Life while waiting to move into the Place threatens to drift off into oneiric never-never land. No seasons, no days, just endless downpours and stories of spirits, gods and magic. I often marvel at the way Balinese relate to the ineffable, see the invisible and understand the incomprehensible. Just a few nights ago, the roof repair guy that spent a night in the bale (Balinese open-air pavilion) saw a dancing Dewi and a snakeman. The poor guy rushed into the house screaming and refused to come out till daylight.

I walk pass these revered grounds whenever I go up to or come down from my wide-open room. Talks of seeing spirits by the twin old mangoes trees never end. I listen with immense interest and watch villages filing past my room making offerings every morning and evening. It’s hard not to speculate when I might see one every time I make an excursion to the bathroom through the uneven flight of high steps in the dark of the night.

It’s the high point of the high monsoon. The air is dense & humid. Made promises that the house will be finalized in 3 weeks. I bet not, no longer in a hurry. The mood has changed from impatience to irritation to nonchalant. A situation I accept because I have no alternative - no point rushing around swallowing up all the anxieties singly and uselessly. I’ll wait while the Place is being built and shaped to my liking – with constant bewilderment of course.

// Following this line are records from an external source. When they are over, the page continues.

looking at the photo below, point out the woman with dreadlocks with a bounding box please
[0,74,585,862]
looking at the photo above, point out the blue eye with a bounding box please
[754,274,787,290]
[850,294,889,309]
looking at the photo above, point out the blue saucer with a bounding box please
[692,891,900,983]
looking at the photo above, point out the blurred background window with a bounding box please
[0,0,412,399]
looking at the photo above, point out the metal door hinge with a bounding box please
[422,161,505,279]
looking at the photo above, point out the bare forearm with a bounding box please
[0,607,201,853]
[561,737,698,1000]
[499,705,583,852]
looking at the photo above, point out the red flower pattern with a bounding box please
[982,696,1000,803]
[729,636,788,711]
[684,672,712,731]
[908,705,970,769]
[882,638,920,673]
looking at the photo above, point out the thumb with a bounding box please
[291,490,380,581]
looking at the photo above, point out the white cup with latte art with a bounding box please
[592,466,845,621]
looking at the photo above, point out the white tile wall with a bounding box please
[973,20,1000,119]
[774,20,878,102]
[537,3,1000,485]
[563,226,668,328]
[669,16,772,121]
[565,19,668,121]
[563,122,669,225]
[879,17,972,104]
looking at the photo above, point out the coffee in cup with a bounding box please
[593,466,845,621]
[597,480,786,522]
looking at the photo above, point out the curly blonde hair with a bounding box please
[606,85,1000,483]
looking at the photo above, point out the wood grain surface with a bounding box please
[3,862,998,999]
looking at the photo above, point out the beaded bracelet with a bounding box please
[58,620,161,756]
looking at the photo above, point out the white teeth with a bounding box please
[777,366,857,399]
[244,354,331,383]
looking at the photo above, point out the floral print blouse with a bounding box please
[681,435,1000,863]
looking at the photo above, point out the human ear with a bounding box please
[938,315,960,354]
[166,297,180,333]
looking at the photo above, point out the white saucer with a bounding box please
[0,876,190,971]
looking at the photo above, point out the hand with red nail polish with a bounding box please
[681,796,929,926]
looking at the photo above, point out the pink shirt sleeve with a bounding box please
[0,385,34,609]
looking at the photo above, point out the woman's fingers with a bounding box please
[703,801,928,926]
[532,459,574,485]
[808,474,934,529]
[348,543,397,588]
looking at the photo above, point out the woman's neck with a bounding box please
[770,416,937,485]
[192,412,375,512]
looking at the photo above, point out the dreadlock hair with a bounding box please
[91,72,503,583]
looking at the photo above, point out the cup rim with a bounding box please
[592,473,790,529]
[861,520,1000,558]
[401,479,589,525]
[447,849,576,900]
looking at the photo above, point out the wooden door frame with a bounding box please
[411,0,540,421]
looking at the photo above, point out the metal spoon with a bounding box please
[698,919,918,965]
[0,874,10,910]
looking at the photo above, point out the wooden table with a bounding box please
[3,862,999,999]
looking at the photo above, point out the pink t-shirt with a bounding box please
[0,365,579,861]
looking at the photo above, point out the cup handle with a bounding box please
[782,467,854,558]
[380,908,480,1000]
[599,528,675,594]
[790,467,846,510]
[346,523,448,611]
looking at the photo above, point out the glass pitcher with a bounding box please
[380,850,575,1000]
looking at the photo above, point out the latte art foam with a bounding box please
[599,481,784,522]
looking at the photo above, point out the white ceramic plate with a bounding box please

I have started the building of two cottages and the office – a very bold decision, the only way to seriously commit myself. The swimming pool is almost done. The garden is 80% green now, more plants need to be planted and more colors need to be added, walls need to be erected, paths and drive way up the property need to be paved…and a lot more need to be done. Started another compost pile for the planting season, I must start geminating the seeds I brought from SF during the wet season….

Another endless list...and it’s impossible to have them all done under my current state of financial standing.

It’s the first day of the year; the first day of a very long-drawn-out start.